February 6, 2004

MACUILXOCHITL: Five Flower”, the Aztec god of music and dance

Peru Negro re-connects its people with their culture

By Francisco Ciriza

In the early 1900’s, Peru, suffered in similar fashion, as did much of the “new” world. Communities, perhaps, in desperate searches for identity, clamored for the ever elusive, European ideal while indigenous and anything else close to home was first ignored then nearly forgotten.

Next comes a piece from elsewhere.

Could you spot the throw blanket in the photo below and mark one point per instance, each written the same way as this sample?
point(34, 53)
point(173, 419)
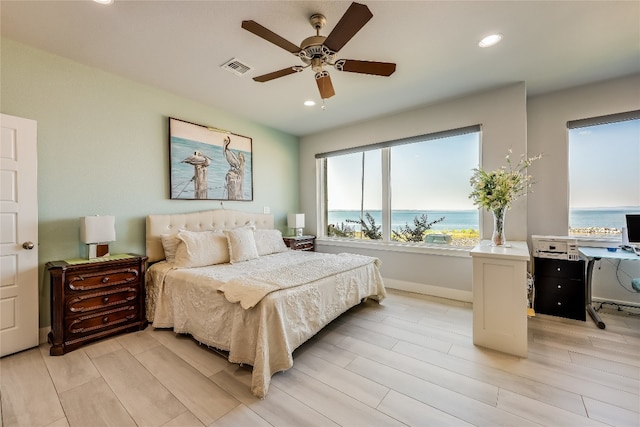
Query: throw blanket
point(249, 290)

  Ronaldo Campos de la Colina, changed that in 1950 when he started his group now known as, Peru Negro. Campos understood the implications of losing such a large part of his people’s culture. Campos and his band mates went back into the traditionally African coastal communities of Peru to rediscover what mainstream society was attempting to leave behind. “They attempted to leave behind what they felt they needed to leave behind,” says Ronny Campos, who has succeeded his late father, Ronaldo, as the group’s musical and dance director.

  With such a strong desire to preserve the rich history of Afro-Peruvian music and dance Campos and his cohorts conducted personal interviews with the elders and those of the communities through which they traveled via impromptu lessons from the masters who quietly maintained the traditional sounds and dances born out of the harsh lives lived by African slaves brought to work in the country’s mines. “Those elements never disappeared, but we never saw Africans becoming famous or even having the opportunities to perform their music and dance,” added Campos who spoke with us from his cellular phone as he and the rest of the rest of Peru Negro rode to their hotel having just arrived from Peru.

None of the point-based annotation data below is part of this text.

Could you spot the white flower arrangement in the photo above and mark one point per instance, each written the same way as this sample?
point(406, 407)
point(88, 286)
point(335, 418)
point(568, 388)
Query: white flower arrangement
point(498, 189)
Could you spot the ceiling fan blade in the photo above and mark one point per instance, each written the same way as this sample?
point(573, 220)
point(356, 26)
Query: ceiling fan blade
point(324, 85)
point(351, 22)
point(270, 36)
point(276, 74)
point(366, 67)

  While most of those familiar with Peruvian music would probably think pan flutes and guitars, the Afro-Peruvian sound is based predominantly on dynamic percussive elements. A ban on drums placed on slaves by Spanish colonizers, Afro-Peruvian music was the act that gave impetus to the genre to develop its distinctive sound.

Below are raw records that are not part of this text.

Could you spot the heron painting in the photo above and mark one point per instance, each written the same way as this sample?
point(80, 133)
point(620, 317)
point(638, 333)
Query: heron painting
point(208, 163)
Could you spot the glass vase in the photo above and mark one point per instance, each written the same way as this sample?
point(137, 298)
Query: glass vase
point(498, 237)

  The cajón, which evolved from crates used to collect fruit, is a wooden box straddled by its player who bends down to beat the box by hand. The cajita is a small box used for collections in Catholic churches. One hand claps the lid open and closed while the other beats the side of the box with a stick. And there is no mistaking the sound of the quijada de burro. The side of this dried-out donkey jawbone is beaten with the player’s palm, which resonates the tuning-fork shape causing all the loosened teeth to vibrate

Guitar and passionate chanting and singing are added in tasteful doses to form the heart of Afro-Peruvian music that was literally brought back to both nationally and internationally by Peru Negro’s founders. Their sound became the national standard that all other Afro-Peruvian bands emulated. Peru Negro’s first internationally available recording, Sangre de un Don, was released by Times Square Records in the US in 2001 and their follow up, Polgorio, was also recently released by the label.

Campos and his troupes look forward to their current U.S. tour and have high expectations. “We are excited to be here once again and invite everyone to come witness our performances. I promise you will not be disappointed.”